Posted at 5:56 PM, Jun 30, 2020
and last updated 2020-07-01 00:14:27-04

Paso Robles city staff met with the Central Coast Regional Water Board Tuesday morning to come up with a plan to clear the overgrown Salinas Riverbed of dry brush and vegetation.

The meeting comes a little more than a week after a fire that started in the riverbed fire destroyed two homes and damaged nine others.

Steve Cadenasso has lived along Creston Road for nearly 20 years. The Salinas Riverbed is just down the hill from his home.

"It's been overgrown quite a bit," Cadenasso said.

He said last Monday's fire was unlike anything he's ever experienced.

"It's kind of scary," Cadenasso said. "I haven't had this happen here before and now I realize that my house is in a little bit more danger being that close to the creek."
The city is working to reduce any future danger.

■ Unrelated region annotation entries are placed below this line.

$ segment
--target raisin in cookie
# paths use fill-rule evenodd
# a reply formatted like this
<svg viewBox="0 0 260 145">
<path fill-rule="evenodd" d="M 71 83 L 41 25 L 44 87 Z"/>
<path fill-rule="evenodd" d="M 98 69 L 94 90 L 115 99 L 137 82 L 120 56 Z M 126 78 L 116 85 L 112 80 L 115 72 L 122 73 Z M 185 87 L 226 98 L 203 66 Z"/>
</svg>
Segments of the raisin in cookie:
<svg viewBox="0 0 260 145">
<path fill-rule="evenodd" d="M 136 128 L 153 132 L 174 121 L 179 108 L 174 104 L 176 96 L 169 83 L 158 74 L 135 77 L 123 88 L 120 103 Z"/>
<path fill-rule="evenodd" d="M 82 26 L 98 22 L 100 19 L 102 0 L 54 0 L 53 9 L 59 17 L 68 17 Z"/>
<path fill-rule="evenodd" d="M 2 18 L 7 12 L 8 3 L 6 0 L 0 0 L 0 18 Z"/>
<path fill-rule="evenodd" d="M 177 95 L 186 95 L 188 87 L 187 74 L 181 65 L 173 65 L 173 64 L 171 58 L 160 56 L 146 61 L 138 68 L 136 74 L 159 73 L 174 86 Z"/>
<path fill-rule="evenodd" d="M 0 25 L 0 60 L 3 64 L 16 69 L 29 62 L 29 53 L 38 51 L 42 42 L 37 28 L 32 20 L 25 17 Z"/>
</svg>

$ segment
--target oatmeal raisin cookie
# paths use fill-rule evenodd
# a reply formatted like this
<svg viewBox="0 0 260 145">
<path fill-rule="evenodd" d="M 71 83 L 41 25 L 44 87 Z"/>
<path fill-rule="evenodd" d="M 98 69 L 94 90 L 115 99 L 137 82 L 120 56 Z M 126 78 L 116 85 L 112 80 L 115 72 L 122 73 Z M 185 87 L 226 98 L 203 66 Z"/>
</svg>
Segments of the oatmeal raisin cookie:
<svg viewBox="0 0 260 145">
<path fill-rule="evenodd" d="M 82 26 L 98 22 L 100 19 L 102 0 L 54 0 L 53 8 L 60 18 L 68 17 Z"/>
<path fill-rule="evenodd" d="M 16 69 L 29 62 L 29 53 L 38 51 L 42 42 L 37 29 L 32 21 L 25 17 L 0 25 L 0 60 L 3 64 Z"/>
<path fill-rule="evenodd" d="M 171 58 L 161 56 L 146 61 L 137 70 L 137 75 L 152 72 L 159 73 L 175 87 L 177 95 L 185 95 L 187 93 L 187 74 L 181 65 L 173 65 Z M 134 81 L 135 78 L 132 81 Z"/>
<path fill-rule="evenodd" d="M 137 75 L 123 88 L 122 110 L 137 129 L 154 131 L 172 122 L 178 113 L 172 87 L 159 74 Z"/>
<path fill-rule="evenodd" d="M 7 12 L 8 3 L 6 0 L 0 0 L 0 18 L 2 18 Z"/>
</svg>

Nearly a week ago, local leaders penned a letter to the California Environmental Protection Agency demanding immediate action from the Central Coast Regional Water Board.

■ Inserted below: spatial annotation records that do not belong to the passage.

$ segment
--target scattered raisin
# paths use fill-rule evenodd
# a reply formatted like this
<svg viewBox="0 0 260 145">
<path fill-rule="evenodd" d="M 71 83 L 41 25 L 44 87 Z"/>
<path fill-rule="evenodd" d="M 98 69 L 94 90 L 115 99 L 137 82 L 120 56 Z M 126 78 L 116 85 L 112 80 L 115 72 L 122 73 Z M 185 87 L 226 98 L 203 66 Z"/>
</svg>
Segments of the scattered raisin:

"I am happy to say that Mr. Keeling, who is the Executive Officer of that organization, responded immediately to the community recognizing that our concerns were justifiable and pledging that he would work with the City of Paso Robles," said Paso Robles Mayor Steve Martin.

Fire Chief Jonathan Stornetta submitted a short-term fire hazard mitigation plan. Fast forward to this week, and city staff and the Central Coast Regional Water Board met to work out the details.

"The short-term plan would require the use of what they call mechanical masticators. They chew up the vegetation and disturb the soil only to a minimal amount," Martin explained.

The mayor adds that work could get underway in a week or two.

"The Salinas Riverbed overgrown is like a huge fuse on a bomb running through the city and we really need to diffuse that to make sure that public safety is preserved," Martin said.

KSBY News reached out to the water board for comment but have not yet heard back.

Preliminary findings have determined the cause of the riverbed to be related to weed abatement operations along the Navajo pathway.